2. The four-footed robot falling self-resetting control method based on deep reinforcement learning of claim 1 is characterized in that the four-footed robot in step 1 has three joints of hip, thigh and shank, namely three degrees of freedom, on each leg; each physical parameter of the quadruped robot comprises the length of a hip, thigh and shank of the robot, and the motion parameter comprises the degree of freedom of each joint and limits the available space position of each joint to accord with the actual biological motion condition.

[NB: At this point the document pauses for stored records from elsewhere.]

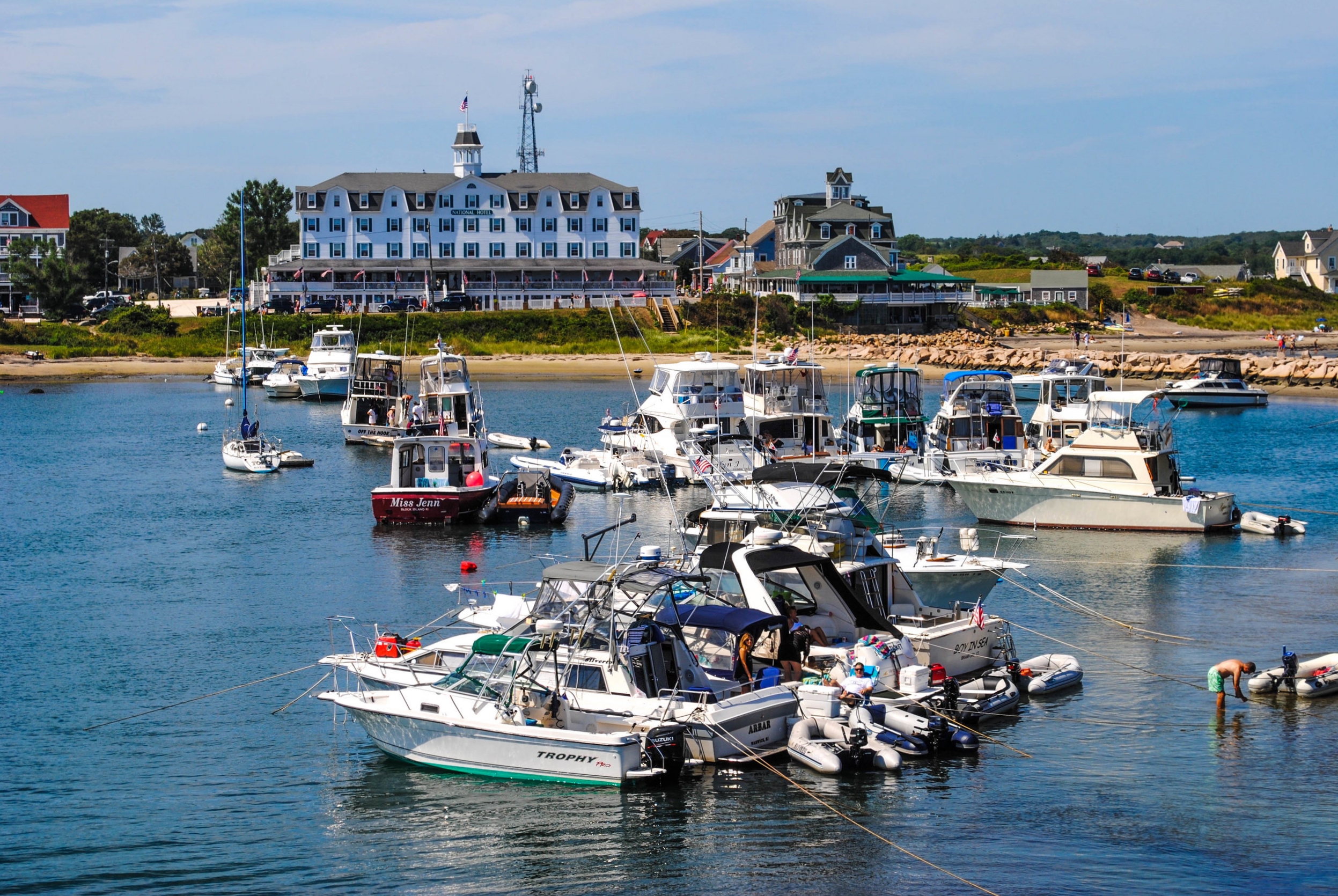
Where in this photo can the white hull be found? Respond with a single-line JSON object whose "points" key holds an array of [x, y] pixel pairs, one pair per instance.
{"points": [[493, 750], [321, 388], [1063, 507]]}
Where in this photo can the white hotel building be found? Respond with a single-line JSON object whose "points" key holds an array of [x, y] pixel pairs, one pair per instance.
{"points": [[519, 240]]}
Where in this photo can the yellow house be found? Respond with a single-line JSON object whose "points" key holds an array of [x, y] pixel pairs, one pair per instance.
{"points": [[1313, 260]]}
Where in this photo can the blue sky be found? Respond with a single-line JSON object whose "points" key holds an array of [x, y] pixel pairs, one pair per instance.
{"points": [[960, 118]]}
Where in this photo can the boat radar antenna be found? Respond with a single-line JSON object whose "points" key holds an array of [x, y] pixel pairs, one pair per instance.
{"points": [[529, 151]]}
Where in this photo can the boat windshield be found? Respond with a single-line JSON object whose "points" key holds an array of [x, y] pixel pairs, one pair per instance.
{"points": [[482, 675]]}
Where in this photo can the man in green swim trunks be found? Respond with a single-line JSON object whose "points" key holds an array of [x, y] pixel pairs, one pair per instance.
{"points": [[1227, 669]]}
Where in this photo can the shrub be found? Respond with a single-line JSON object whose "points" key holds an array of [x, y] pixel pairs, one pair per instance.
{"points": [[141, 320]]}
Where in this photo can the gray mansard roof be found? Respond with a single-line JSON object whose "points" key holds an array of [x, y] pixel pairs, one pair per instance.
{"points": [[429, 182]]}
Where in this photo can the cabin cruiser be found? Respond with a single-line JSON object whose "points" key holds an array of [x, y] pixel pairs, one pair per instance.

3. The four-footed robot fall self-resetting control method based on deep reinforcement learning of claim 1,

the specific steps of building the deep reinforcement learning framework in the step 2 are as follows:

2.1 status is a robot status measurement provided to the controller; the state space S is described as a 9-dimensional vector space, comprising

Wherein:

-a robot direction vector measured by an IMU (Inertial measurement unit);

r_z-a robot base height; v-base line speed; w-base angular velocity;

-a joint position; phi-joint velocity; Θ — historical state of the joint (t ═ t)_k-0.01s and t ═ t_k-0.02s) sparse samples α_k-1-a previous action of the robot; c is a constant;

2.2 action is a command provided to the actuator; the motion space a is described as a two-dimensional discrete vector space,

respectively representing joint torque speed and joint torque position;

2.3, the reward is specified to induce the robot to generate ideal behaviors; setting an award function pi, and awarding a strategy corresponding to the maximum value after the discount sum, namely, selecting an executed action by the robot according to a strategy instruction;

the reward function is:

wherein gamma belongs to (0,1) as a discount factor, and tau (pi) is the track distribution under the reward function pi;

the learning executor network in the step 2 comprises the following specific steps:

2.4, constructing an MLP (Multi-Layer Perception) four-Layer neural network N for judging the falling self-resetting income of the robot, wherein the MLP comprises the following components: an input layer L_iTwo hidden layers L_hAn output layer L_o(ii) a The input items of the input layer are the historical states of the robot under the generalized coordinates q and the generalized speed v;

2.5, setting an activation function of the neural network N:

setting the input layer activation function of the neural network N as a Relu function:

f(x)＝max(0，x)

the output layer activation function is

The input layer is vector X, and the output of hidden layer 1 is:

f(w₁+b₁)

the output of the hidden layer 2 layer is:

f(w₂+b₂)

the final output layer output is then:

f(x)＝f(b₂+w₂(t(b¹+w¹x)))。

wherein the function f is the tanh function:

w is the weight and b is the deviation.

4. The four-footed robot falling self-resetting control method based on deep reinforcement learning of claim 1 is characterized in that the specific steps executed by the bottom layer system in step 4 are as follows:

4.1: randomly setting the falling initial position and the falling initial posture of the robot;

4.2: the deep neural network N outputs the execution actions of 12 joints of the robot;

4.3: assuming that the robot completely follows the joint torque speed command and the joint torque position command, and simulating an output position track;

4.4: judging whether the joint movement exceeds the available space range, if so, refusing to sample, resetting the position to the previous position, and sampling the output command again; if not, executing the action;

4.5) judging whether the robot recovers the initial normal state; if not, executing the output command again according to the sampling command; if so, the robot completes the falling self-resetting task.